The No. 2 U.S. carrier said Thursday it expected a flat to 2% increase in the first quarter of 2017 in its passenger unit revenue. For the December quarter, revenue declined 2.7% on a 0.9% increase in capacity.
Unit revenue compares sales to how many seats an airline flies and how far it flies them. The closely-watched metric has been in negative territory for Delta and the rest of the U.S. airline industry in general since mid-2015 amid fare cuts and a stronger dollar.
Delta, however, also warned Thursday that the improvement in unit revenue won’t begin to offset rising cost pressures until at least the second half of 2017.
“For the March quarter, Delta is expecting pressures on margins as the pace of change in unit revenue will not match the cost impact of higher fuel prices and employee wage increases,” the company said in a news release.
The airline forecast its operating margin would fall to 11% to 13% in the first quarter of 2017, down from 18.5% in the same period of 2016.
“We will remain conservative and keep our capacity growth in check until we see a further firming of these revenue trends in the near-term and longer-term, a return to our 17-19 percent operating margin target,” Delta President Glen Hauenstein said.

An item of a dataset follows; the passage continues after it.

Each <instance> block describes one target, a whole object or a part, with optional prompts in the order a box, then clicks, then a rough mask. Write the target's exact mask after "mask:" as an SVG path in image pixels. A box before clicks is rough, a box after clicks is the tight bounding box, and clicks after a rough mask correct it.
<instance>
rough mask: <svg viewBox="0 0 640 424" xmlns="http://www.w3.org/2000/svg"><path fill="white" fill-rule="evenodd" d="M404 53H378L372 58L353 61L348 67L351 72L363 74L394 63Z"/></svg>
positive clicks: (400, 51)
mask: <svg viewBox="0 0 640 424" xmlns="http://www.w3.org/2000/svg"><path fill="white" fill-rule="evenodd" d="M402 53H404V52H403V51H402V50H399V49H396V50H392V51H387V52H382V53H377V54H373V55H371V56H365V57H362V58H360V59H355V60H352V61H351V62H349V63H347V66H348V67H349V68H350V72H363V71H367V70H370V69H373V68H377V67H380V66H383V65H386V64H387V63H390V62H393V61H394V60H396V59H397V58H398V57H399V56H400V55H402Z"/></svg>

Forbes noted that Delta’s plan to reduce capacity slightly in the first quarter, and perhaps longer if necessary to establish and maintain a positive unit revenue trend, is “a big reversal from 2016, when Delta added an extra 3% of capacity in the first half of the year even as its unit revenue performance plummeted.”
Last month, American Airlines predicted its fourth-quarter unit revenue would range between a decline of 1% percent and an increase of 1%, becoming the first U.S. network carrier to push the metric into positive territory in two years.